The contrast between the spin put on youth e-cigarette use data last Fall and the story told by the actual data, released last month, is startling but not surprising, given the U.S. government’s over-zealous tobacco prohibition posture.
Last November, the Centers for Disease Control released selective information from the 2013 National Youth Tobacco Survey. A resulting New York Times headline was typical: “E-Cigarettes Gain Among High School Students” (here).
The CDC withheld the survey data until a couple weeks ago; now the rates of e-cigarette use can be viewed in context with cigarette smoking. The chart at left shows the real story, and it’s stunning. Past 30-day cigarette use (the CDC definition of current smoking) among high school students was 9.7%, a whopping 34% decline from 2011.
E-cigarette use increased, as did dual use, but in no way does the data suggest that e-cigarettes are a gateway to smoking among teens. In fact, this chart, along with the Monitoring the Future study I discussed previously (here), indicates that e-cigarettes may be driving teenage smoking down.

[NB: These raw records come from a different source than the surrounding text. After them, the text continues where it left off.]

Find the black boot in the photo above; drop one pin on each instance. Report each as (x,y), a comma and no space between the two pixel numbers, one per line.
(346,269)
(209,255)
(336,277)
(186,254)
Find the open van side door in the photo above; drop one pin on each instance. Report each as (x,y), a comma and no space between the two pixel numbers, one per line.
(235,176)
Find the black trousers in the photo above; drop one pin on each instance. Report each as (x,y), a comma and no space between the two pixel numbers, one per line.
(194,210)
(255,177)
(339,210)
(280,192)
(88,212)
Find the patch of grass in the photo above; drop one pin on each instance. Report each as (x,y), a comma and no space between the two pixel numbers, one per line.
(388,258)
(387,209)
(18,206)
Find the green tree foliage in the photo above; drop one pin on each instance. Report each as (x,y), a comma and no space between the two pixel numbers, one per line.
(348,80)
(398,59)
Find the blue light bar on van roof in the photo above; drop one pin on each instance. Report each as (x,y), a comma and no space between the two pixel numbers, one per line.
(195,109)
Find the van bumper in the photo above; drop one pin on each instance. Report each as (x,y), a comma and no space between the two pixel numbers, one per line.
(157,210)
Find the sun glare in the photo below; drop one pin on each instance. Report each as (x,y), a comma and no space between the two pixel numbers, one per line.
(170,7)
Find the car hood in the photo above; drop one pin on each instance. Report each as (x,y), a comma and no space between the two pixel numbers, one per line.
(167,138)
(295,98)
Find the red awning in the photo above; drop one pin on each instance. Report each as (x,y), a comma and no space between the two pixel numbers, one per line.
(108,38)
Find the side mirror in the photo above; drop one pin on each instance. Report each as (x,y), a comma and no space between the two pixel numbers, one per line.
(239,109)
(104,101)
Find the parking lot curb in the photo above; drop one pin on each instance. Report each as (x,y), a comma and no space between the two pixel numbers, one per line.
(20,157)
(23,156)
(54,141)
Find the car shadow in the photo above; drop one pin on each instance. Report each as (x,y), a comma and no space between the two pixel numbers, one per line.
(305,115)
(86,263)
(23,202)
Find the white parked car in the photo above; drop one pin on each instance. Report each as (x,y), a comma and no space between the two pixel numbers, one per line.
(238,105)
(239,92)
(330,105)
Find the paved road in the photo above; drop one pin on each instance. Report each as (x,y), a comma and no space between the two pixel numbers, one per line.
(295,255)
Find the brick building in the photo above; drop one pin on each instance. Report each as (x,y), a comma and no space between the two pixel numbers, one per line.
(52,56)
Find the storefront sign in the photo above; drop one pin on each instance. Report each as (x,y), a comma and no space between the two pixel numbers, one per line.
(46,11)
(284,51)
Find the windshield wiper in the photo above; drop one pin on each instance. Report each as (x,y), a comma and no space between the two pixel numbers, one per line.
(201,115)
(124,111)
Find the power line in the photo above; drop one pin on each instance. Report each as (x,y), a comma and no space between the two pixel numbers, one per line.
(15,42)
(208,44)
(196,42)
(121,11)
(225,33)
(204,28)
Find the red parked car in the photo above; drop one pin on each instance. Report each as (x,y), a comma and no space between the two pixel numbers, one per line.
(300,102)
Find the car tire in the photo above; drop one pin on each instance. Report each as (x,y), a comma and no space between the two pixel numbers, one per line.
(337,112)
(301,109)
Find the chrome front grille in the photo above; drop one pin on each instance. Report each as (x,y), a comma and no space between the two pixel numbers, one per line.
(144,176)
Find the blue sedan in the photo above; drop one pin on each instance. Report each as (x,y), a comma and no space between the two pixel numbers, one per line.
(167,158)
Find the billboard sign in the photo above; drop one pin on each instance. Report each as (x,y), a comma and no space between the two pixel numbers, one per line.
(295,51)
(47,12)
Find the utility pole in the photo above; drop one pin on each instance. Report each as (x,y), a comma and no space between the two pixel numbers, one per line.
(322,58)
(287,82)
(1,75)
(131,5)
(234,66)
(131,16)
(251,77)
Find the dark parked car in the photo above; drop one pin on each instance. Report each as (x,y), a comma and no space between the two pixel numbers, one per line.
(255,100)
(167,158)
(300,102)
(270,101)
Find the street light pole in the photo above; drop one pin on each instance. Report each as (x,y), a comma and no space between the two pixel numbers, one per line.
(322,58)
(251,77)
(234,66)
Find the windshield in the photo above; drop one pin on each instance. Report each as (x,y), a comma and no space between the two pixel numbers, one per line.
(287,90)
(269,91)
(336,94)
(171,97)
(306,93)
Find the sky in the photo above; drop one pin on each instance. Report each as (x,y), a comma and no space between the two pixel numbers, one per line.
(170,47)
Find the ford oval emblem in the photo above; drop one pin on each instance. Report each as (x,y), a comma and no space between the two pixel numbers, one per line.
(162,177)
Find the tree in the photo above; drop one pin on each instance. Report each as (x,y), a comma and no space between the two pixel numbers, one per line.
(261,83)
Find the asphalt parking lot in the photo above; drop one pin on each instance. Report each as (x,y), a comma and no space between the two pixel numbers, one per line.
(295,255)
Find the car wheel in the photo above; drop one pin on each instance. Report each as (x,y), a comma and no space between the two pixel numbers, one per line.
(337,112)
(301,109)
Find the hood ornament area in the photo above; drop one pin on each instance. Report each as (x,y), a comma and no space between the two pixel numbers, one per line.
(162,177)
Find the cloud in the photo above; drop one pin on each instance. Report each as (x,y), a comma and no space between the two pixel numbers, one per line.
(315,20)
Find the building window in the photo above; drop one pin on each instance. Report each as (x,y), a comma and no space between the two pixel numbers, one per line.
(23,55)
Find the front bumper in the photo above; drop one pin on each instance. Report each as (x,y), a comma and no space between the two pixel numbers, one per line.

Jacob Sullum at Reason got it right: “Vaping Rises to Record Highs, Smoking Falls to Record Lows, and Activists Insist ‘E-Cigarettes Are a Gateway to Smoking'” (here)
The CDC regularly misrepresents e-cigarette statistics (here, here, and here). The agency cherry-picks information from restricted federal datasets; the media amplifies the CDC’s spin; and the story cannot be challenged until months or years later when the agency provides access to the underlying data. The public should not tolerate such misfeasance from taxpayer-funded public health agencies.